(July 18 – 09:40 ET) – Merrill Lynch & Co. Canada Ltd. is reporting strong second quarter earnings and announcing a two-for-one exchangeable share split.

The share split comes as Merrill common shares in New York are also splitting. The split will be payable August 31 to shareholders of record on August 4. Merrill also announced a 47¢ pre-split dividend and said that Bob Schultz, former chairman & CEO of Merrill Lynch Canada, has retired from the board. He is being replaced by William Fulton, Merrill’s CFO.

Merrill’s U.S. parent is reporting second quarter net earnings of US$902 million, its second-highest quarterly net earnings ever, up 34% from the second quarter of 1999. Return on common equity in the second quarter was approximately 24.3% and the pre-tax profit margin was 20.6%.

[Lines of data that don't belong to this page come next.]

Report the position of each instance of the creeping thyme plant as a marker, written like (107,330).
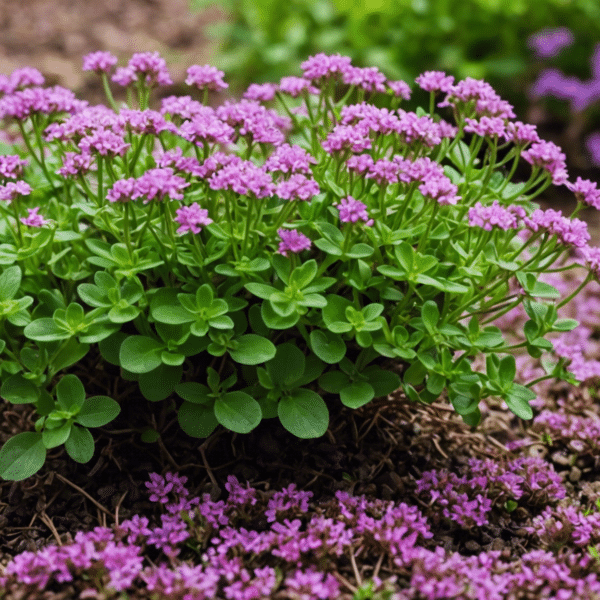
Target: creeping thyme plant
(298,248)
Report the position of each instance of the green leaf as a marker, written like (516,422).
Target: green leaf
(22,456)
(287,366)
(159,384)
(357,394)
(18,390)
(238,412)
(80,444)
(519,406)
(328,346)
(197,420)
(333,381)
(301,276)
(70,393)
(140,354)
(10,282)
(430,315)
(45,330)
(252,349)
(275,321)
(194,392)
(507,371)
(69,354)
(98,411)
(304,414)
(53,438)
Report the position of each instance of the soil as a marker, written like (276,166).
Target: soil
(378,450)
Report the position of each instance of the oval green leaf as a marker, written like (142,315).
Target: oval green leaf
(22,456)
(304,414)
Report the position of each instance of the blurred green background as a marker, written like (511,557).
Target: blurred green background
(264,40)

“This performance underscores the diversity of our global franchise, with our corporate and institutional client business showing particular strength worldwide,” said David Komansky, chairman and CEO.

“Our joint venture with HSBC, the merger with Herzog Heine Geduld, and the structural enhancements we are making to our U.S. private client business are examples of many initiatives we are taking to leverage our global footprint and increase our penetration of high-growth business segments.”

Net revenues in the corporate and institutional client group were US$3.2 billion, up 33% from strong results in cash trading, equity derivatives, and equity underwriting. Private client net revenues were up 14%.

In the U.S., net revenues were up 12% from the prior year, and internationally, net revenues were up 27%, driven primarily by increased volumes of equity and mutual fund transactions. The flow of net new money into private client accounts slowed to US$18 billion. Of that amount US$11 billion was in U.S., and US$7 billion was international.